もうひとつ見逃せないのが、デザインが生み出したキャラクターの強さだ。弧を描くフロントマスクと丸みを帯びたシルエットは、年月を経ても「トゥインゴらしさ」として機能し続けた。特別仕様の「トゥジュール(Toujours)」など、後期には多彩な限定仕様も投入され、コアなファンを飽きさせない展開が続いた。デザインが車の販売寿命を支えた例として、初代トゥインゴは参照する価値がある。
日本市場で左ハンドルのまま走り続けた
初代トゥインゴが日本に正規輸入されたのは1995年のことだ。輸入・販売を担ったのは、長年にわたって欧州車を日本市場に届けてきたヤナセだった。
注目すべきは、右ハンドル仕様が設定されなかった点だ。初代トゥインゴは生産期間を通じて左ハンドルのみの設定で、日本向けに右ハンドル化されることはなかった。右側通行を前提とした設計を、日本市場向けに組み換えるコストと需要が見合わなかったためだ。結果として、左ハンドルのトゥインゴが日本の右側通行の道路を走ることになった。
国内の自動車専門誌がこの車を取り上げ、そのユニークな設計思想は一定の注目を集めた。しかし販売台数という面では、右ハンドル設定のなさが明確な制約として働いた。欧州での爆発的なヒットと比較すれば、日本での存在感は控えめなものだった。
左ハンドルのまま日本の路上を走り続けたトゥインゴは、それ自体がひとつの個性だった。欧州仕様そのままの姿で日本に存在したこの車は、カタカナのブランド名を持つ輸入車の中でも、とりわけ「本国の文脈を持ち込んだ」一台として記憶されている。
小さなボディが問い続けること
初代トゥインゴが市場から退いて、すでに20年近くが経つ。2007年に登場した2代目、2014年に登場した3代目と世代を重ねたトゥインゴの名は、今もルノーのラインナップに続く。
しかし初代の設計思想は、後継モデルには引き継がれていない。4輪四隅のレイアウト、モノスペースの徹底、可変シートアレンジという三つの柱は、衝突安全基準の強化と歩行者保護規制への対応の中で、2代目以降は一般的なパッケージへと移行した。それは時代の要請であり、責められる変化ではない。
ただ、初代が証明したことは残っている。「小さいから妥協する」ではなく「小さいからこそ徹底的に設計する」という選択肢が、コンパクトカーにはある。790kgの車体に4人分の空間を詰め込み、14年間260万台を売り続けた事実は、設計思想そのものの説得力を示している。

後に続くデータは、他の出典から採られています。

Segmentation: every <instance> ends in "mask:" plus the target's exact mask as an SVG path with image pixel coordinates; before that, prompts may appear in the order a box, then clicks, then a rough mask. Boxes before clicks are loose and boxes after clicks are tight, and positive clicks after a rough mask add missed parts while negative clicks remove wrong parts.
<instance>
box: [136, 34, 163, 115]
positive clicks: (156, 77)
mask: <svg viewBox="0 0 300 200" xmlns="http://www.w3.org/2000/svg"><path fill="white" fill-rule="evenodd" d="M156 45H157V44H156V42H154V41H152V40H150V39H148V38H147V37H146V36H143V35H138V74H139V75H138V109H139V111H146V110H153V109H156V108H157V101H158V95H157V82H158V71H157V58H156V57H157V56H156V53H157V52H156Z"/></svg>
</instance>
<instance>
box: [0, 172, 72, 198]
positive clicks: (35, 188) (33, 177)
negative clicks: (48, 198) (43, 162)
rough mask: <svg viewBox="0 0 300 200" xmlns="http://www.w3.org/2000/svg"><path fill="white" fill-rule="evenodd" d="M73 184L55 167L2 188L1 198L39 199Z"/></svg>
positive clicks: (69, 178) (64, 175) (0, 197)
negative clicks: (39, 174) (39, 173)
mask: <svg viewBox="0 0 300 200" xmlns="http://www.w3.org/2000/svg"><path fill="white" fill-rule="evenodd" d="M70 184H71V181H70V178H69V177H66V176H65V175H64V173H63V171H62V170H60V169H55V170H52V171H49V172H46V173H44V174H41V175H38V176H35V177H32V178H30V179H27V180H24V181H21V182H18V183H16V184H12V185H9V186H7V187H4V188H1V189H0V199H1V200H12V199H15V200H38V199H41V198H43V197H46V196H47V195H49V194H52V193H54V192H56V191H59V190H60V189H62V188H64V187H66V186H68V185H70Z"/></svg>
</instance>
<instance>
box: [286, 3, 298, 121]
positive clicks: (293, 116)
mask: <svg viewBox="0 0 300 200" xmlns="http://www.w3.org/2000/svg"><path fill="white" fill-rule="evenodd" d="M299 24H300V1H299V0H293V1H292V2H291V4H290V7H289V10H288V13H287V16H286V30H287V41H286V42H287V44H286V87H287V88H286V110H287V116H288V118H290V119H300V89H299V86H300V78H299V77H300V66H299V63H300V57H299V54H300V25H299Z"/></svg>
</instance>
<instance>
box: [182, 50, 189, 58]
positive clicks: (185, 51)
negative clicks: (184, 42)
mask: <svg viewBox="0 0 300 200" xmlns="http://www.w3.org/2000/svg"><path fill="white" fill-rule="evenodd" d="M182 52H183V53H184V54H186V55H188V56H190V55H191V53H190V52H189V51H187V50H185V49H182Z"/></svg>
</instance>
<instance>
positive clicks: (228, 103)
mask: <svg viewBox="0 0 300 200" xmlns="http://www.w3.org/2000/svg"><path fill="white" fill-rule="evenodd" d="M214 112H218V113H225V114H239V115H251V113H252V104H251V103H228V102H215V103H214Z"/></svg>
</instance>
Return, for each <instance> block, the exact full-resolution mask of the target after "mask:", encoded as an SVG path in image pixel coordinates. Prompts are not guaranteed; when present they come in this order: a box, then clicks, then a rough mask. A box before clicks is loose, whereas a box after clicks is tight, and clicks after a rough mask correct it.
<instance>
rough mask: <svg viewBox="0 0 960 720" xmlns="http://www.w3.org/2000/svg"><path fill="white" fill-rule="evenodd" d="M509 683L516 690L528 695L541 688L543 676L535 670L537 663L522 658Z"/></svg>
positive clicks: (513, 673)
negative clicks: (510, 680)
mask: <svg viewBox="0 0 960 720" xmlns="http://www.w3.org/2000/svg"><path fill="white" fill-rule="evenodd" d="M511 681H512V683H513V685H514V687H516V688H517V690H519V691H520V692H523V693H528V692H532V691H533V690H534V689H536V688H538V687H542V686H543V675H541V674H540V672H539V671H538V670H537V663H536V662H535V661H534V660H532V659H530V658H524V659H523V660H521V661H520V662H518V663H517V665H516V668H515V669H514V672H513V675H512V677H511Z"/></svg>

「トゥインゴ(Twingo)」という名前は、三つのダンスを組み合わせた造語だ。ツイスト(Twist)、スウィング(Swing)、タンゴ(Tango)の三つの音を重ねてつくられた。軽快でリズミカルなイメージを車名に込めたルノーの遊び心は、弧を描く"スマイル"フロントマスクと並んで、この車の性格をひと言で言い表している。
初代ルノー・トゥインゴはいつ発売され、いつ生産終了したのか
1993年4月に欧州市場で発売され、2007年6月28日に生産終了した。14年間という同クラスとしては異例のロングセラーで、累計生産台数は約260万台に達した。
初代トゥインゴはなぜ日本で左ハンドルのみだったのか
右ハンドル仕様への変更コストと日本市場での需要が見合わなかったためだ。生産期間を通じて左ハンドルのみの設定で、欧州仕様そのままの姿で輸入された。
初代ルノー・トゥインゴの主なスペックは
全長3,430mm・全幅1,630mm・全高1,420mm、ホイールベース2,345mm。車両重量は790kgから。エンジンはD7F型(1,149cc/60hp)が長くスタンダードを担い、2000年にD4F型(1,149cc/75hp)が加わった。